A Review of the Nigerian Energy Industry

Govt to extend initial 5-year period of investment by Discos

15 September 2015, Lagos – There are indications that the initial five-year target given to the private investors that acquired the 11 electricity distribution companies in November 2013 to make a total investment of $1.8 billion for the upgrade and replacement of infrastructure would be extended.

Dr. Sam Amadi.
Dr. Sam Amadi

Under the privatisation agreement between the federal government and the private investors that acquired the assets, the investors were required to invest a total of $1.8 billion in the companies at an average of $357.663 million yearly from 2013 to 2017.

The new investments, it was learnt, would be in the areas of proper metering of all customers;  reduction in number of customer interruptions due to network failures; rolling out of new customer connections and network expansion programmes.

THISDAY however gathered that due to the inadequate gas shortage to the power generation plants, which resulted in inadequate power supply and shortfall in the revenue generated by the new owners of the assets, the new investors did not immediately commence massive upgrade or replacement of the infrastructure to improve power supply.

A source close to one of the investors told THISDAY at the weekend that the government’s assessment would be based on the investment commitments of the asset owners from January 2015 and not November 1, 2013 contained on the privatisation documents.

“All the assumptions in terms of gas supply, power generation and revenue targets on which the privatisation agreement was signed turned out to be unrealistic. The government did not deliver on its commitments on gas supply and this led to shortfall in power generated during the first one year. The drop in revenue affected the capacity of the private sector to deliver on their investment commitments. So, the five-year plan is no longer feasible. Power supply is a complete value chain and once there is a missing link, all the participants are affected,” the source told THISDAY in an emailed message at the weekend.

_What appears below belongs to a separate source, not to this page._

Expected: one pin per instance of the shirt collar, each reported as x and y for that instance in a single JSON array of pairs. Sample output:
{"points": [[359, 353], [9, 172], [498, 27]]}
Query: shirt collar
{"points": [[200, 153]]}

Chairman of Nigerian Electricity Regulatory Commission (NERC) Dr. Sam Amadi, had stated in one of the post-privatisation interviews that when NERC released the new tariff for which the privatisation agreement was based on July 1, 2012, the agency had projected 9,062 megawatts for the second half of 2014.

“But as at March 30, 2014, when we began to review our mark up date for 2014, power supply was about 3,600 or 3,700mw. What I mean is that for the distribution companies, the revenue they expect to get is less than the projection. If there is a huge revenue shortfall because of inadequate generation, it means that down the line, the value chain has broken. They will not have money to replace transformers and they will not have enough money to implement their metering plans,” Amadi had said.

Under the initial five-year plan, Kann Consortium Utility Company Limited, plans to invest $183.03 million in Abuja Disco from 2013 to 2017; Vigeo Holdings, $121 million in Benin Disco; and Interstate Electrics, $136million in Enugu Disco.

Integrated Energy Distribution and Marketing Limited plans to invest $219 million in Ibadan Disco and $65 million in Yola Disco; Aura Energy Limited, $113million in Jos Disco and Sahelian Power SPV Limited, $151 million in Kano Disco.

Integrated Energy has since returned Yola Disco to the Federal Government due to Boko Haram insurgency, which made it impossible for the company to run the disco.

Others include West Power & Gas Limited, $225 million in Eko Disco; KEPCO/NEDC Consortium, $293million in Ikeja Disco; and 4Power Consortium,  $127million in Port Harcourt Disco.

An investment of $149 million would also be made in Kaduna Disco by Northwest Power Consortium.